About the Book
Traverses the central thoroughfares of our cities to uncover the ways they bring together our communities
How do Main Streets contribute to our mental health? This intriguing question took social psychiatrist Mindy Thompson Fullilove on an 11-year search through 178 cities in 14 countries. As Andy Merrifield notes in the foreword, "Mindy has drifted through a lot of Main Streets, walked them, observed, talked to people, ordinary people as well as professional practitioners. While she got to pace many miles of New York's Broadway, eat French patisseries as a flâneuse in Gay Paree, sip çay in Istanbul, and chill in Kyoto's dazzling Zen temples, her real concern is Main Street, USA, the more modest main stems of provincial America." From these visits Fullilove has discerned the larger architecture of Main Streets. She observes the ways that Main Streets are shaped for a vast array of social gatherings and processes, how they are a marker for
the integrity of civilization-and the marks aren't always good. She also looks at Main Streets as "an allée, a way that is part drama and part quotidian. While passing through, we get to look at one another, to sing, to recognize what we are, have been, might be." Her conclusion, that Main Streets are essential for gathering people and sharing information, emphasizes that tending our oft-neglected civic and commercial centers is a task worthy of us all.
About the Author:
Mindy Thompson Fullilove (Author)
Mindy Thompson Fullilove, MD, is an American social psychiatrist who focuses on the ways environmental factors affect the mental health of communities. She is Professor of Urban Policy and Health, Urban Policy Analysis & Management Program, Milano School for International Affairs, Management & Urban Policy, The New School. She has numerous published articles and six books, including URBAN ALCHEMY: Restoring Joy in America's Sorted-Out Cities and ROOT SHOCK: How Tearing Up City Neighborhoods Hurts America and What We Can Do About It.

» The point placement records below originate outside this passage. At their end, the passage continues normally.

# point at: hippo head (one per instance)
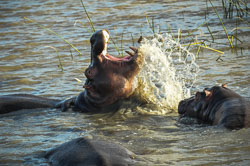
(204, 104)
(109, 78)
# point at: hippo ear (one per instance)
(208, 93)
(224, 85)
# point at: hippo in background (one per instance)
(217, 106)
(109, 80)
(88, 152)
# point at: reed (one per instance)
(90, 22)
(230, 41)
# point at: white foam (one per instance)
(168, 73)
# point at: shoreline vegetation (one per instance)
(236, 10)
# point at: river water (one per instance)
(29, 64)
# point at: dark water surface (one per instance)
(28, 64)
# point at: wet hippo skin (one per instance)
(87, 152)
(109, 79)
(217, 106)
(10, 103)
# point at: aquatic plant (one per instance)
(240, 6)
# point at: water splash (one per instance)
(168, 73)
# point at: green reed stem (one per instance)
(122, 44)
(211, 34)
(132, 38)
(222, 24)
(151, 25)
(90, 22)
(43, 27)
(117, 49)
(194, 30)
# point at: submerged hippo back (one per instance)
(217, 106)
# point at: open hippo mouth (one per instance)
(110, 78)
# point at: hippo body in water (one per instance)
(217, 106)
(87, 152)
(109, 79)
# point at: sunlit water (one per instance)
(169, 74)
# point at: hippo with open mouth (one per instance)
(109, 79)
(217, 106)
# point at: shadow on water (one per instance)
(27, 65)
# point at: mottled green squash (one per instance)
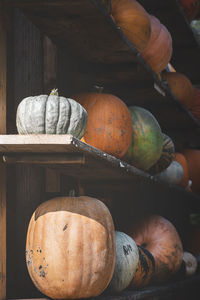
(147, 140)
(166, 157)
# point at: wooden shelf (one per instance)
(111, 60)
(70, 156)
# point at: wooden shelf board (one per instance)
(85, 162)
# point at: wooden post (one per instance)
(3, 64)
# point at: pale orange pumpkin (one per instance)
(158, 51)
(159, 236)
(70, 247)
(180, 158)
(181, 87)
(133, 20)
(109, 124)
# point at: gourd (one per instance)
(127, 257)
(147, 140)
(133, 20)
(160, 238)
(158, 51)
(145, 269)
(181, 87)
(166, 157)
(109, 125)
(70, 247)
(172, 174)
(51, 115)
(193, 161)
(180, 158)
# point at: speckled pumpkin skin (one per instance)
(70, 247)
(147, 140)
(51, 115)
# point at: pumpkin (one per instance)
(195, 105)
(190, 8)
(133, 20)
(159, 236)
(158, 51)
(193, 161)
(172, 174)
(147, 140)
(51, 115)
(127, 257)
(109, 125)
(181, 87)
(145, 269)
(180, 158)
(190, 263)
(166, 157)
(70, 247)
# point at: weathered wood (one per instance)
(3, 86)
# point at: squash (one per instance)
(190, 263)
(109, 125)
(145, 269)
(172, 174)
(190, 8)
(193, 161)
(160, 238)
(133, 20)
(158, 51)
(181, 87)
(51, 115)
(166, 157)
(127, 257)
(180, 158)
(147, 140)
(70, 247)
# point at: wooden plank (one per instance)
(3, 86)
(44, 159)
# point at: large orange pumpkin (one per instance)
(133, 20)
(193, 160)
(109, 124)
(159, 236)
(180, 158)
(181, 87)
(159, 48)
(70, 247)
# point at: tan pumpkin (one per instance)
(109, 124)
(159, 236)
(158, 51)
(133, 20)
(181, 87)
(70, 247)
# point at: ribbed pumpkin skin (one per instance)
(70, 247)
(145, 269)
(109, 125)
(158, 51)
(180, 158)
(51, 115)
(181, 87)
(127, 257)
(133, 20)
(159, 236)
(147, 140)
(193, 161)
(166, 157)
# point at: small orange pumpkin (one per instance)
(109, 124)
(180, 158)
(133, 20)
(159, 48)
(181, 87)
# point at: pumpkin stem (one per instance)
(99, 89)
(54, 92)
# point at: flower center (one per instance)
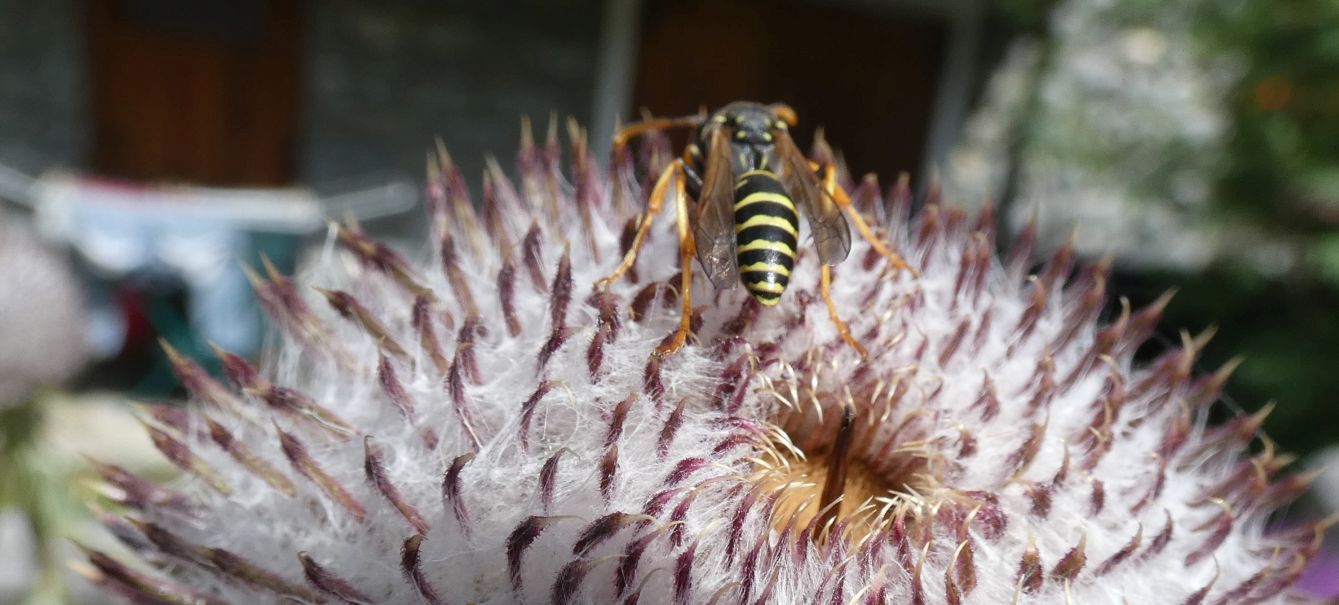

Andy Merrifield (Foreword by) ANDY MERRIFIELD is an independent scholar and author of a dozen books, as well as numerous
articles, essays and reviews appearing in Monthly Review, The Nation, Harper's Magazine, New
Left Review, The Guardian, Literary Hub, Jacobin, and Dissent. He is a prolific writer about
urbanism, political theory and literature, with titles credited to him including Dialectical
Urbanism (Monthly Review Press), The New Urban Question, and Magical Marxism. He has also
published three intellectual biographies, of Henri Lefebvre, Guy Debord, and John Berger, a
popular existential travelogue, The Wisdom of Donkeys, a manifesto for liberated living, The
Amateur, together with a memoir about cities and love, inspired by Raymond Carver's short
stories, called What We Talk About When We Talk About Cities (and Love).